Es sind kalte Tage und noch kältere Nächte, die den Besucher des Engadiner Nationalparks im Spätherbst erwarten. In den höheren Lagen liegt bereits Schnee, in den etwas tieferen dominieren verkrustete Schneereste, die in der Sonne angeschmolzen und Nachts wieder gefroren sind. Jeder Schritt hinterlässt ein knirschendes Geräusch in der eisigen Stille, die nur durch ein gelegentliches Raunen der Nadelbäume im leichten Wind unterbrochen wird.

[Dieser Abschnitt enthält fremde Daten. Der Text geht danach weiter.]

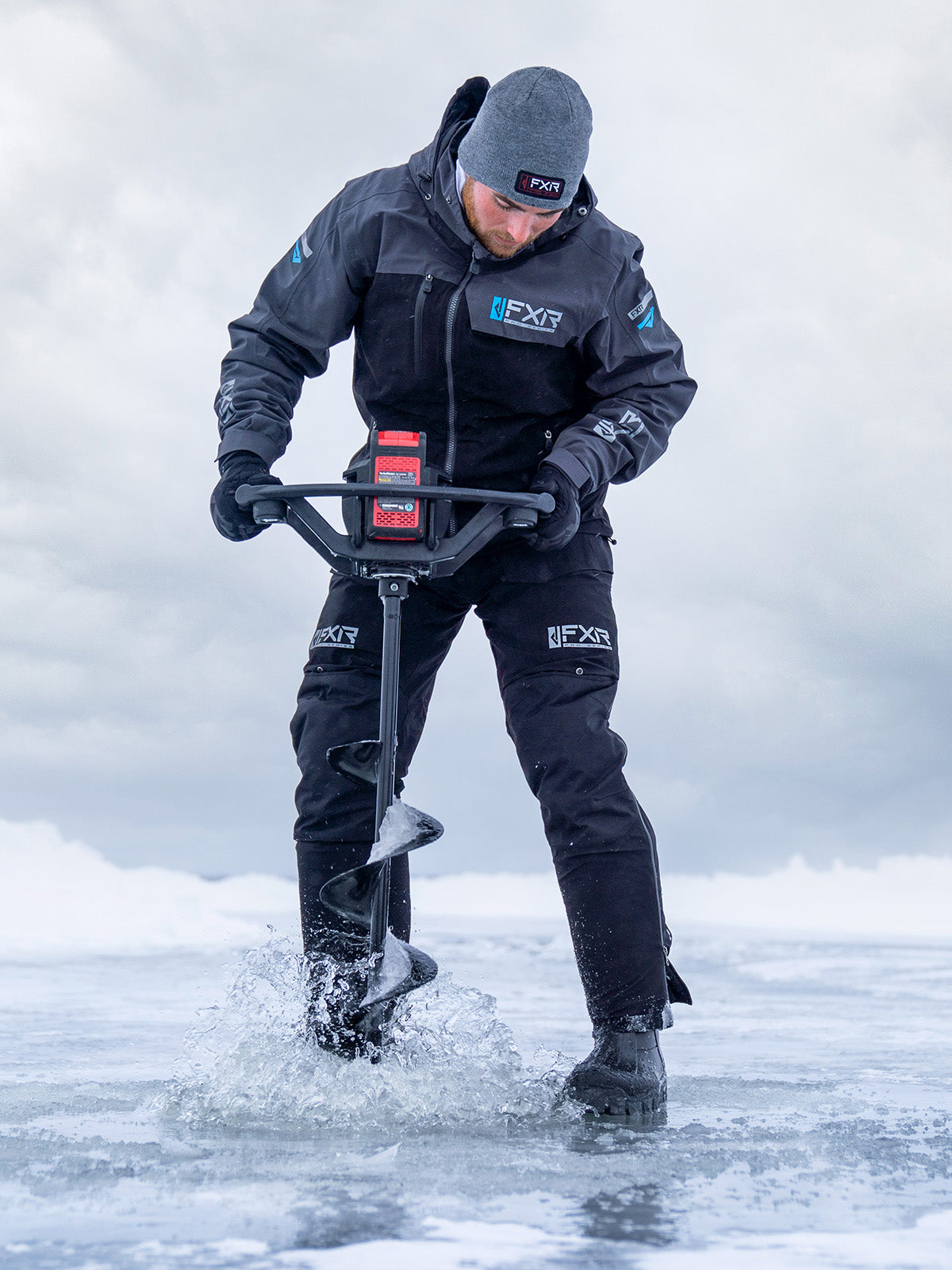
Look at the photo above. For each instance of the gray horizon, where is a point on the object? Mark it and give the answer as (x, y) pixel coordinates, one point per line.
(781, 575)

Im Nationalpark dominieren wie auch sonst im Engadin die Lärchen das Landschaftsbild – grün und unauffällig im Frühling und Sommer, karg und kahl im Winter. Im Herbst jedoch entfalten sie ihre ganze Pracht und tauchen die Landschaft in ein gelb-orangenes Licht, kleine Farbtupfer, die dem Besucher überall entgegen leuchten. Vom Standpunkt für dieses Bild aus wirkt der gen Westen ziehende Lago di Livigno beinahe wie ein norwegischer Fjord – tief eingeschnitten und schier endlos schlängelt er sich zwischen den Bergen hindurch. An seinem nördlichen Ufer verbindet eine schmale Strasse das Engadin mit der italienischen Enklave rund um Livigno, wobei diese Verbindung nur in den Sommermonaten befahrbar ist.

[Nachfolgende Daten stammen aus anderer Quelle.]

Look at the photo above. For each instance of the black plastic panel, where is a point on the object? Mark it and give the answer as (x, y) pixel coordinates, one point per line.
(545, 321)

Eine eindrückliche Rundwanderung führt durch den Nationalpark hinauf zum Munt la Scherra, einem der wenigen auf den erlaubten und markierten Wanderwegen erreichbaren Gipfel in diesem Gebiet. Die Route bietet beeindruckende Ausblicke in eine seit über hundert Jahren unberührte Natur und vermittelt ein Gefühl davon, wie eine Alpenregion mit nur minimalen menschlichen Eingriffen aussehen würde.